The citizens’ murmurs sounded to him like a swarm of bees roused to anger by a threat to their hive. Lehash stood over him, smoking pistol still in his grasp. There was cruelty in his steely gaze, a look that said so much more than words.
“Look at you,” he said in a whisper meant only for Aaron’s ears. “Can’t even save yourself, never mind us.” The gunslinger stared down his arm, down the length of his golden weapon. “How dare you fill their hearts with hope and then rip it away. Haven’t we suffered enough without the likes of you?” Lehash came closer. “I should kill you now.”
Aaron lay still, his gaze locked on the barrel of the pistol that hovered above him ominously like a black, unblinking eye. Lehash’s finger twitched upon the trigger, and the Nephilim’s mind was assaulted with the brutal images of war. He again saw the Morningstar walking among his troops, laying his hand upon them, giving something of himself to each and every one. And he witnessed them in battle, fighting for their master’s cause—dying for their master’s cause—and he was filled with their purpose, with their power and strength.

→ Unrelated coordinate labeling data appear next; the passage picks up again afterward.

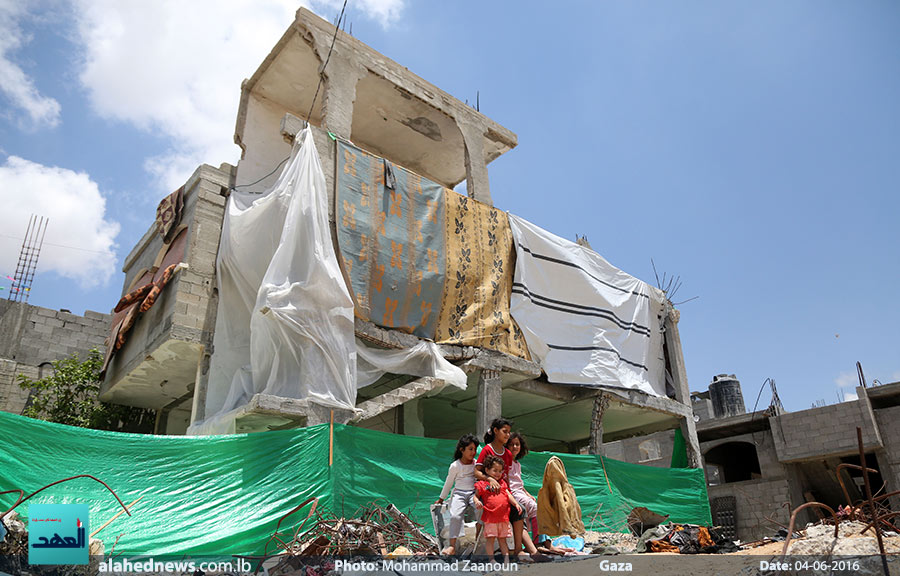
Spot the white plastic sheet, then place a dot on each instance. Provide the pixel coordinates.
(587, 322)
(285, 316)
(423, 359)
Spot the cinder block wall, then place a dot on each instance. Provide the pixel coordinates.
(825, 431)
(32, 337)
(889, 460)
(754, 501)
(650, 450)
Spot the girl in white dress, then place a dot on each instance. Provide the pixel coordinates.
(460, 476)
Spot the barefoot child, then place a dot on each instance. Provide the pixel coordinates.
(518, 449)
(495, 506)
(461, 477)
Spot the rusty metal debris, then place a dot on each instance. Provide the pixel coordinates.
(373, 530)
(23, 498)
(869, 511)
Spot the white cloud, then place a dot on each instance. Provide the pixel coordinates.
(16, 86)
(846, 380)
(384, 11)
(175, 69)
(79, 242)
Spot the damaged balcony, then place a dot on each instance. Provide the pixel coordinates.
(160, 354)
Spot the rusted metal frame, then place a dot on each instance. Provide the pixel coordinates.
(787, 540)
(871, 501)
(841, 482)
(21, 499)
(881, 519)
(315, 502)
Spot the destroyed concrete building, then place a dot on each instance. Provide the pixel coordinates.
(763, 464)
(32, 338)
(162, 358)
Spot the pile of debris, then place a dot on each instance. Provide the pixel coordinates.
(374, 530)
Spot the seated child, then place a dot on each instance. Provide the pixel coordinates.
(495, 507)
(461, 477)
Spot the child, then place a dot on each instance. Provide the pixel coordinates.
(518, 449)
(462, 473)
(495, 445)
(495, 506)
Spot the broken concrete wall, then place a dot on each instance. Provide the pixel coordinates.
(755, 500)
(795, 439)
(651, 450)
(889, 459)
(165, 351)
(32, 337)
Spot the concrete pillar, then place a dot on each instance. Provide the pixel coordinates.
(318, 414)
(682, 391)
(601, 403)
(339, 89)
(490, 400)
(477, 184)
(412, 418)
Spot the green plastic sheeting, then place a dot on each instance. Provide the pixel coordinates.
(215, 495)
(679, 451)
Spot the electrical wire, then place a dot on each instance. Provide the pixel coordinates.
(59, 245)
(312, 105)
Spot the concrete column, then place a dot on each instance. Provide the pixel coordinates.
(601, 403)
(682, 390)
(477, 184)
(318, 414)
(412, 418)
(339, 89)
(490, 400)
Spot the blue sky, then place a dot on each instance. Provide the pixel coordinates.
(749, 148)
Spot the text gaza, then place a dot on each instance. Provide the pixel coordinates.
(608, 566)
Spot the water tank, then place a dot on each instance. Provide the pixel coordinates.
(725, 393)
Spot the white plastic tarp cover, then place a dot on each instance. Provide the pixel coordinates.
(284, 325)
(285, 316)
(587, 322)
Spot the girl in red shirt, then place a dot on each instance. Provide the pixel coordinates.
(495, 506)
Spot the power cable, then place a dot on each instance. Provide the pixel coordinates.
(59, 245)
(312, 104)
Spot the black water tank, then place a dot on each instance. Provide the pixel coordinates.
(725, 393)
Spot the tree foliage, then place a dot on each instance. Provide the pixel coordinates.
(70, 396)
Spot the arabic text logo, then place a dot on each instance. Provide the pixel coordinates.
(57, 534)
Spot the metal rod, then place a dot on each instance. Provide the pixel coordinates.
(862, 460)
(787, 540)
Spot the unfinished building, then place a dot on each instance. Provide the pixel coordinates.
(761, 465)
(401, 145)
(32, 338)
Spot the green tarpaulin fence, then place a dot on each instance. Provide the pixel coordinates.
(224, 494)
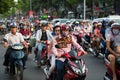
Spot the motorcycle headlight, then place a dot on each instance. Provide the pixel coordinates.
(76, 70)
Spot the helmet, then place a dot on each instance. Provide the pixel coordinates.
(95, 22)
(65, 27)
(115, 25)
(99, 24)
(45, 23)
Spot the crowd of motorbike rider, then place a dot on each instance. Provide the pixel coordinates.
(66, 36)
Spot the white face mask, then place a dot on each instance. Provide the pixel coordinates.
(115, 31)
(66, 33)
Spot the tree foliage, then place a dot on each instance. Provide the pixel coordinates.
(5, 6)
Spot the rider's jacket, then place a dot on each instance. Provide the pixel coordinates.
(39, 35)
(65, 44)
(14, 39)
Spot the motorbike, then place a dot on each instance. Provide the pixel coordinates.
(29, 49)
(86, 44)
(16, 61)
(75, 68)
(108, 74)
(43, 55)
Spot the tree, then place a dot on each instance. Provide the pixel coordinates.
(5, 6)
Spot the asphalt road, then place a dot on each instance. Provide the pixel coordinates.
(96, 68)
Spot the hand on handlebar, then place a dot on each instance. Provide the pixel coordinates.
(85, 53)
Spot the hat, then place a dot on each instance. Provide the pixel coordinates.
(13, 25)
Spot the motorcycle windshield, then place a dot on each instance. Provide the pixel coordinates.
(17, 54)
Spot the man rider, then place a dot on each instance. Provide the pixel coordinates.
(42, 36)
(10, 39)
(110, 42)
(65, 42)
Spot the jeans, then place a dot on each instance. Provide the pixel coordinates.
(60, 69)
(40, 46)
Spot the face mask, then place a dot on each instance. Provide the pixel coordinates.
(115, 31)
(66, 33)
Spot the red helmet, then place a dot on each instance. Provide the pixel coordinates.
(65, 27)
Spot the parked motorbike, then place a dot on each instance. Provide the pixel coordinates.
(108, 74)
(16, 61)
(75, 68)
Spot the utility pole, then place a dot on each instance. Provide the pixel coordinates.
(92, 9)
(84, 9)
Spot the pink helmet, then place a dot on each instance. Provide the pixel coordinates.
(65, 27)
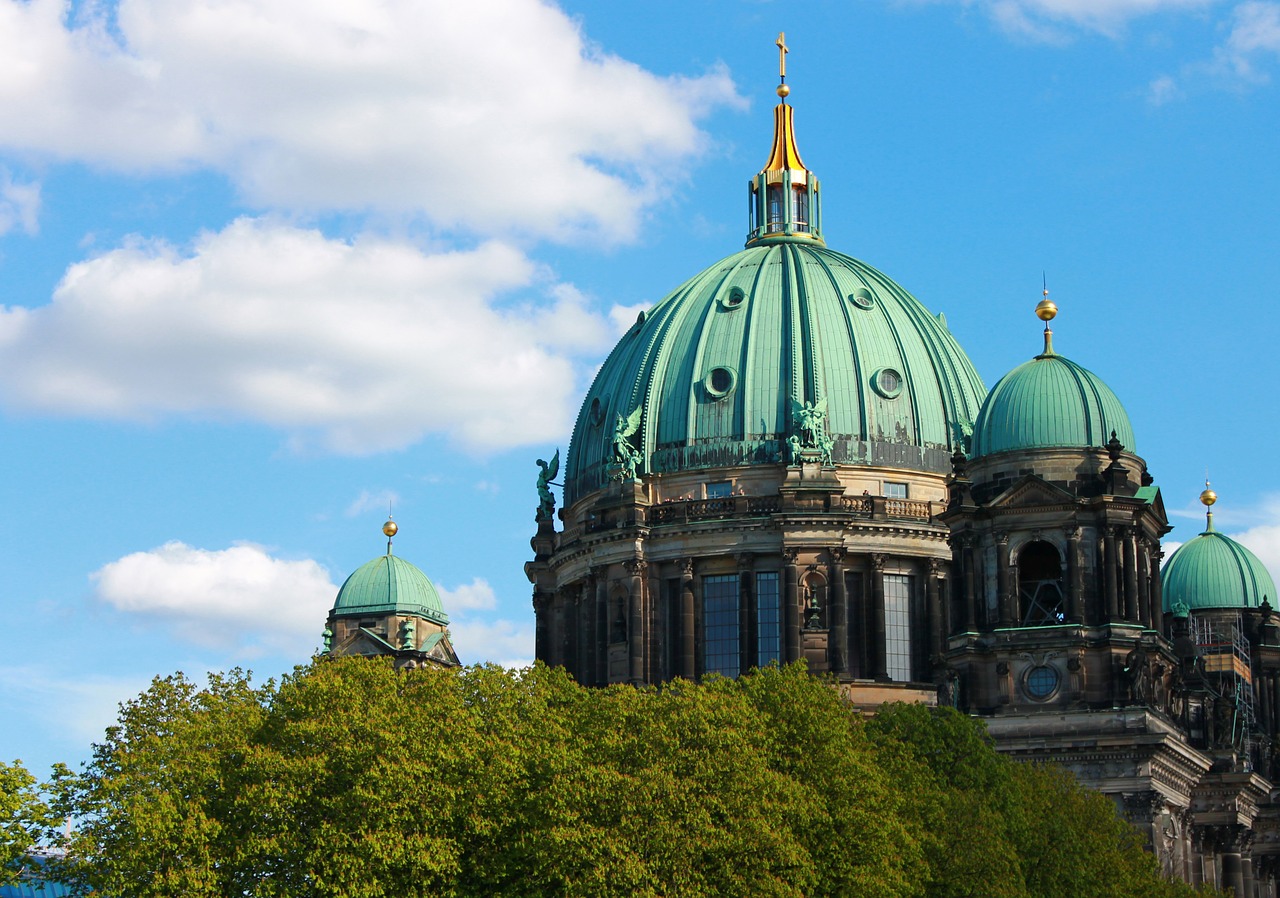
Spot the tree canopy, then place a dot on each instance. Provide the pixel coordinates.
(352, 779)
(26, 820)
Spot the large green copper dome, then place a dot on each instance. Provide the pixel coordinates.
(716, 366)
(1215, 571)
(1050, 402)
(389, 585)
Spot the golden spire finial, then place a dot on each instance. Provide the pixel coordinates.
(389, 528)
(782, 64)
(1046, 310)
(1207, 499)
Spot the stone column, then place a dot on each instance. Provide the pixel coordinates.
(1111, 589)
(602, 624)
(1074, 585)
(746, 613)
(790, 606)
(1144, 582)
(970, 586)
(1157, 594)
(880, 656)
(635, 626)
(1004, 601)
(837, 640)
(542, 626)
(1130, 576)
(688, 656)
(958, 591)
(586, 633)
(931, 596)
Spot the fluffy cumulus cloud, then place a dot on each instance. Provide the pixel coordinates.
(489, 117)
(19, 204)
(1055, 19)
(1264, 537)
(353, 346)
(241, 599)
(1255, 36)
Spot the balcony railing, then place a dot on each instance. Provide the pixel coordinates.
(685, 511)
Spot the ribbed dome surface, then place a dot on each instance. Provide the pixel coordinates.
(389, 585)
(1050, 402)
(717, 365)
(1215, 571)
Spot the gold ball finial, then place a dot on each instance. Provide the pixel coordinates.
(1046, 310)
(1207, 496)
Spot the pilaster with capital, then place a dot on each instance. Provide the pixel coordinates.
(837, 641)
(791, 605)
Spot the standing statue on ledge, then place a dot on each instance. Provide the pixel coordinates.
(545, 500)
(625, 454)
(809, 418)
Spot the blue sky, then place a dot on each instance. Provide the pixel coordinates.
(266, 267)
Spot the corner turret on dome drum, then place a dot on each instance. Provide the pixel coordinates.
(1212, 571)
(388, 606)
(785, 200)
(754, 472)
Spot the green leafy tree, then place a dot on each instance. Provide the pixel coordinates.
(26, 820)
(350, 778)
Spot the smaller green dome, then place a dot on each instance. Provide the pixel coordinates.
(1050, 402)
(1215, 571)
(389, 585)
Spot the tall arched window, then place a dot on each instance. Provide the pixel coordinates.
(1040, 585)
(775, 206)
(801, 207)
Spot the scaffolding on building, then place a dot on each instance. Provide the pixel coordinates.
(1224, 653)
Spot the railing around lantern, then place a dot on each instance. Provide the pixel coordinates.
(685, 511)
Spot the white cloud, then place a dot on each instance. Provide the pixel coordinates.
(1255, 33)
(361, 347)
(240, 598)
(480, 641)
(489, 117)
(19, 204)
(476, 595)
(371, 502)
(1052, 21)
(1240, 60)
(86, 702)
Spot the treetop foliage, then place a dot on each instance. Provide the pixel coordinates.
(352, 779)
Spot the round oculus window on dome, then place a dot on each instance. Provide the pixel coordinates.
(863, 298)
(735, 298)
(1041, 682)
(720, 381)
(597, 413)
(887, 383)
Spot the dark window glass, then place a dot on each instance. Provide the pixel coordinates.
(768, 609)
(720, 490)
(897, 627)
(720, 623)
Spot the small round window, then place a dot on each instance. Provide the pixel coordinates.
(720, 381)
(887, 383)
(735, 298)
(597, 413)
(863, 298)
(1041, 682)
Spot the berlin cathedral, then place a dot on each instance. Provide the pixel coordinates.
(791, 458)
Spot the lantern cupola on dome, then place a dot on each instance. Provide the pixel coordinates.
(785, 201)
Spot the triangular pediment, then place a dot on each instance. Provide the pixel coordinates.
(364, 642)
(1031, 491)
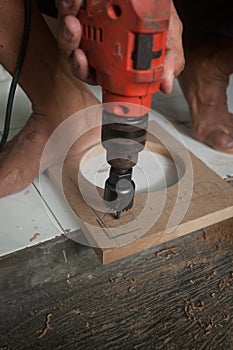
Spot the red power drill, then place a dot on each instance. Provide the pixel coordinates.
(125, 42)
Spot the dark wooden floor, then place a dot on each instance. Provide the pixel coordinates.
(178, 296)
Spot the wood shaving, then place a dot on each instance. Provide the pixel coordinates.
(167, 253)
(131, 289)
(42, 332)
(34, 237)
(214, 273)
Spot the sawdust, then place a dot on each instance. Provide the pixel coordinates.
(87, 325)
(132, 281)
(167, 253)
(42, 332)
(226, 282)
(34, 237)
(209, 277)
(205, 322)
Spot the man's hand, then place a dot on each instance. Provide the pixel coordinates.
(174, 57)
(70, 36)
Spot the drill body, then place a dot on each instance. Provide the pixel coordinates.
(125, 42)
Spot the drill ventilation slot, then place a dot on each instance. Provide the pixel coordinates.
(92, 33)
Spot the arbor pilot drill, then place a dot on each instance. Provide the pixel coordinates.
(125, 42)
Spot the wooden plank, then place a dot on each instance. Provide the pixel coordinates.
(175, 296)
(211, 201)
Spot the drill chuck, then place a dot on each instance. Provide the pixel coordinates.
(123, 138)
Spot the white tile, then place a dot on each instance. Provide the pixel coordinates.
(22, 218)
(62, 216)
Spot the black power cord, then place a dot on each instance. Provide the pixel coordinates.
(15, 77)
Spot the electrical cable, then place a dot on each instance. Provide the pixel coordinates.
(15, 76)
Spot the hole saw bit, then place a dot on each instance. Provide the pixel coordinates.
(125, 42)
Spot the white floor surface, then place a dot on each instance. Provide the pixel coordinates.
(27, 218)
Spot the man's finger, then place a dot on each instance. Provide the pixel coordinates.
(69, 35)
(68, 7)
(81, 67)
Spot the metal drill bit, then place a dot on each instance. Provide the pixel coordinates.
(118, 215)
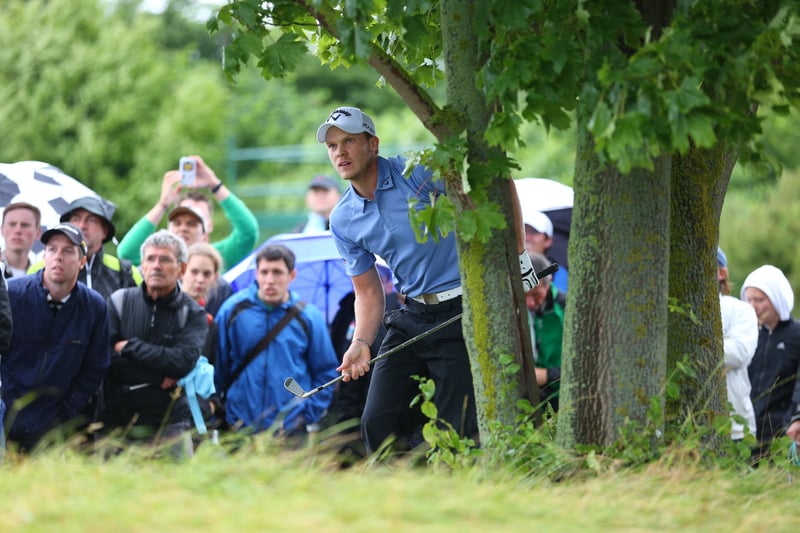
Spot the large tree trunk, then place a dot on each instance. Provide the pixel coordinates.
(699, 181)
(615, 342)
(489, 270)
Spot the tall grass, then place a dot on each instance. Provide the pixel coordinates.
(263, 488)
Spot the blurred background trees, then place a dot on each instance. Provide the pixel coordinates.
(114, 95)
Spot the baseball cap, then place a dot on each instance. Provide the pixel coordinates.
(96, 207)
(323, 182)
(22, 205)
(73, 233)
(539, 222)
(722, 260)
(185, 210)
(349, 119)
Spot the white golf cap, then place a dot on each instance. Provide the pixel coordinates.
(539, 222)
(349, 119)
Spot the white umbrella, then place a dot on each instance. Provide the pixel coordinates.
(45, 186)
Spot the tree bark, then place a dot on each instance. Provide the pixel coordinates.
(489, 270)
(699, 182)
(615, 345)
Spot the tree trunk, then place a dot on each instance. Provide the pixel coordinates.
(699, 181)
(615, 343)
(489, 270)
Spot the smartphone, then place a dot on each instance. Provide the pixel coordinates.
(188, 168)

The sigils on his body suddenly burned as if painted with acid, and Aaron sprang up from the street, a cry of rage from somewhere deep inside escaping his lips. The gunslinger fired, but this time the bullet did not find its target. Aaron lashed out with one of his wings, swatting the weapon from the constable’s grasp. “No more guns,” he commanded, grabbing the fallen angel’s wrist and violently twisting his arm so that he dropped the second of the golden guns.
Aaron looked into the constable’s eyes and saw that something new had taken the place of steely cruelty. He saw the beginnings of fear, but he did not want that. Effortlessly he hurled Lehash away. All he wanted was to save the people he loved.
Lehash landed in the street about six feet away, scattering citizens that had gathered there. A hush had fallen over the crowd, and they watched him in pregnant silence. Belphegor came forward to help Lehash as sparks danced in the constable’s hands. Aaron tensed, a weapon of his own ready to surge to life.
“No,” Belphegor commanded in a powerful voice.
Lehash stared at his superior, confusion on his grizzled face.
“Let him go.”
Lehash’s eyes went wide in shock. “You can’t do this,” he sputtered. “He’ll bring Verchiel and his bloodthirsty rabble down on our heads for sure!”
Belphegor raised a hand and closed his eyes. “You heard me, let the boy go.”
From across the street Aaron met Belphegor’s eyes and a jolt like electricity passed through his body.
“If you’re going to go,” Belphegor said, “then go now.”
Aaron found it difficult to look away from the angel’s intense gaze. Am I doing the right thing? he fretted. Doubt crept into his thoughts, but then images of Vilma and the still-missing Stevie filled his mind, and it didn’t matter anymore if it was right or wrong. He had to go. “I’ll come back,” he said as he spread his wings.
“I hope you do,” Belphegor replied, a scowling Lehash at his side.
Aaron took one final look about Aerie and saw Camael, Gabriel, and Lorelei heading toward him. He wanted to tell them what he was doing—what he had to do—but he didn’t want to stop, unsure if he would have the courage to recommence if he did. They would have to understand.
The image of his destination fresh inside his head, Aaron folded his wings about himself and was gone.
“Maybe he didn’t see us,” Gabriel said forlornly.
But Camael knew differently. He had looked into the boy’s eyes before he departed.
The fallen angel had known that it was only a matter of time before the violence in his life again reared its ugly head and his brief respite would end. It had been pleasurable while it lasted.
“What’s going on?” Lorelei was asking an older woman whom Camael recognized as Marjorie. He had saved her from one of Verchiel’s hunting parties sometime in the 1950s, and she still bore a red, ragged scar upon her cheek to commemorate the Powers’ ruthless attack.